According to the documents, the FBI hired a third-party source to help break into the phone of Syed Rizwan Farook, who along with his wife killed 14 people at a holiday gathering in San Bernardino, Calif. in December 2015.

However the bureau kept censored some of the most pertinent information, including who it contracted to complete the work and how much it paid. Those details were marked as “secret” before being turned over.

The documents do reveal the FBI signed a non-disclosure agreement with the contractor it hired for the job. The FBI didn’t seek multiple bids from providers who may be able to complete the task, citing a potential risk to national security were it to widely disclose its needs.

The FBI was approached with inquiries from three different companies interested in helping to unlock the device, but were unable to provide a surefire way to unlock the phone in a timely enough fashion for the FBI, it said.

The records were revealed thanks to a federal lawsuit filed against the FBI by the Associated Press, Vice Media and Gannett. The media organizations filed suit against the bureau after it declined to provide information under a Freedom of Information Act request.

The original requests followed a surprise announcement in March 2016 from the Department of Justice that it had successfully gained access to the iPhone 5C that had belonged to the San Bernardino shooter. The FBI was previously unable to access it, and risked wiping the device if it incorrectly attempted to breach the device’s security.

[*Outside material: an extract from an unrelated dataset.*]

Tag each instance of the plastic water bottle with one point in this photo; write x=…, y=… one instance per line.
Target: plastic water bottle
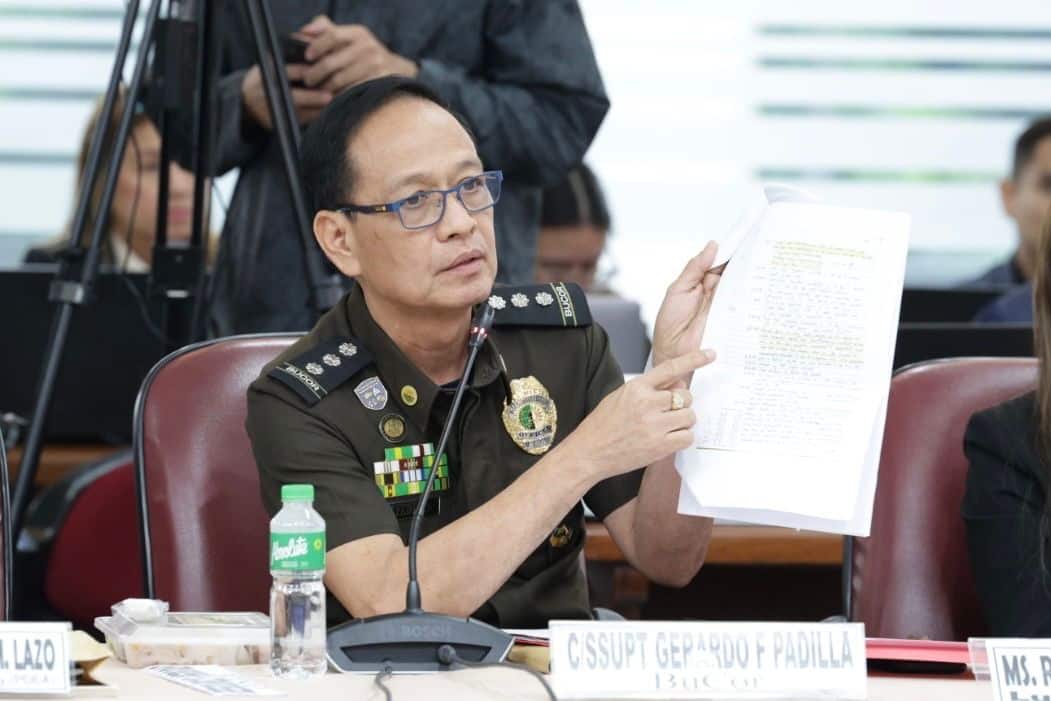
x=297, y=593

It was believed at the time only Apple was able to unlock the device. The process would have required the company to undermine its own security protocols, potentially opening up a threat for all its users by proving its encryption could be cracked. Apple refused to unlock the device despite considerable pressure from the Department of Justice.

The FBI declined to provide any information as to how its contractor was able to bypass the security measures and access the device.